Святой Иерусалим - страница 8



Несколько раз в день у Камня Помазания службы. В остальное время люди раскладывают на камне вещи, которые станут тут святынями. Кто-то скромно кладёт носовой платочек или головной платок, другие приносят целые сумки вещей, десятки платков, свечей, иконок, чёток и даже еду. А почему нет, у каждого свои молитвы в этом месте, свои заботы. Когда людей в храме немного, и на камень долго ничего не кладут, на нём густо выступает миро, оно благоухает запахом невероятных цветов. Миро собирается много, оно заливает щели и ложбинки этого шероховатого розового камня, почти правильной геометрической формы, где-то полтора метра на три. Проведешь по нему рукой, она легко скользит по маслянистой жидкости, летит, чудо – камень плачет неземной слезой миро. Мой впитавший эту благодать платок несколько месяцев сохранял чудный запах.
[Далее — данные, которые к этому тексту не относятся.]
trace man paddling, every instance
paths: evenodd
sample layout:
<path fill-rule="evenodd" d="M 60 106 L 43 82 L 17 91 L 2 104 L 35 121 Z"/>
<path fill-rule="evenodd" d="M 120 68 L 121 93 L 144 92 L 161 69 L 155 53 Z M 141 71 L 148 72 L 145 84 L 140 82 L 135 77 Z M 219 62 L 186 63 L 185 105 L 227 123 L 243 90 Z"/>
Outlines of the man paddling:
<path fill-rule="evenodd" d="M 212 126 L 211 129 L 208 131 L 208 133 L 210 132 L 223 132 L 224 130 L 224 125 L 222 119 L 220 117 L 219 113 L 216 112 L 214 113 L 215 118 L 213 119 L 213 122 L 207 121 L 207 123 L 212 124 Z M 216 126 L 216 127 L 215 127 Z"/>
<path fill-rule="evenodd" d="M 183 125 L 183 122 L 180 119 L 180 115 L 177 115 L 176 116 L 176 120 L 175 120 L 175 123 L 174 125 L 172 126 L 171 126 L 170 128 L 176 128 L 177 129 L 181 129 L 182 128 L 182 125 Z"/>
Совсем рядом слева от Камня две крутые узкие мраморные лестницы возносятся на Голгофу, по одной люди поднимаются вверх, по другой спускаются. Обыденная дорога из потёртых двух десятков достаточно измазанных мокрыми башмаками ступеней – и человек оказывается в горестном месте, на границе Нового завета, соединяющего его с Богом. Плохая погода сделала своё дело, на Голгофе только один человек – строгий греческий монах – читает про себя духовную книгу, отвлекшись на секунду, чтобы дать нам свечи, он снова погружается в чтение.
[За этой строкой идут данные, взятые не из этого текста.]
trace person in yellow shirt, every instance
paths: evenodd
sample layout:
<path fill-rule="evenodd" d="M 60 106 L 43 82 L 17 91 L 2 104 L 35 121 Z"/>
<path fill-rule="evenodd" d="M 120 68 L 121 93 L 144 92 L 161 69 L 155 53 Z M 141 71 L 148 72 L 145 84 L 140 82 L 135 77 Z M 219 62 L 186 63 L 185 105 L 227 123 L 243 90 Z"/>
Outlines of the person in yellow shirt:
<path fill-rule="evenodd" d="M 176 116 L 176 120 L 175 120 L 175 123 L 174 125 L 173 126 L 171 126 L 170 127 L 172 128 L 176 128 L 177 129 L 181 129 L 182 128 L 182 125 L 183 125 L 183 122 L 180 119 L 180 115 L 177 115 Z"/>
Небольшое пространство, крест с нарисованным телом распятого Иисуса среди сплошной позолоты украшений на иконах, яркие красочные дорогие лампады, и под всем этим – внизу, куда можно приползти только на коленях, круглое отверстие в скале, в которое был вставлен Его Крест. Ещё несколько мокрых от непогоды паломников следом за нашей семьёй благоговейно опускаются на колени, чтобы прикоснуться к месту водружения Креста.

Господи, почему же так тяжело? Стою на Твоей Голгофе и испытываю страшный стыд. Прости, у памяти Твоих Страданий остро чувствую себя животным человеком, бесконечно несовершенным. Какой-то мудрый человек вынес ящик-подсвечник о здравии прочь в сторону от сияющего алтаря распятия на Голгофе, в темноту, в проход. У Распятия только свечи об упокоении, молитва о тех, кто уже готов к суду. Что мы, живые, можем просить у Тебя в этом святейшем месте? Когда голову тяжело поднять от стыда. Помилуй, Господи, помилуй. Ты бесконечно добр, вот и апостола Петра простил, когда тот отказался от Тебя. Страшно подумать, сколько раз, сама того не ведая, за прошедшую жизнь я отказывалась от Тебя своими поступками. Я часть того самого человечества, что ходит веками по этому городу и по всей Земле и кричит – «Распни Его», – что сейчас продолжает страшно воевать и лютовать на Земле. Этот первородный грех, он на мне, на всех моих родных. Его не замолить, это, как по Твоим словам из Евангелия, возможно исправить только Богу. Прости за всё несовершенство, я поставлю пахучие свечи в тёмном коридорчике слева от Голгофы и поплачу от стыда, горя, вдохновения, радости от предвкушения Твоего Воскресения, немного позавидую монаху, что вечность читает здесь свою духовную книгу. И решу для очищения приходить сюда каждый день, пока буду в Иерусалиме.

К закрытию, когда храм совсем опустел, приехавшие на автобусах паломники поспешили разъехаться, боясь плохой погоды, ушли в дождь группы пеших туристов, кутаясь в куртки и прикрываясь зонтами. За полчаса до закрытия храма на лавке у ворот появился пожилой ключник-араб, который каждый день следит здесь за порядком. Из года в год он по утрам открывает двери храма, а вечером их закрывает, как до него делали многие поколения его предков. Именно этой семье когда-то вручили ключ от Храма Гроба Господня, вот теперь века он переходит от отца к сыну. Уставший вечером ключник сидел тихо, думая о чём-то своём, покорно ожидая ухода паломников.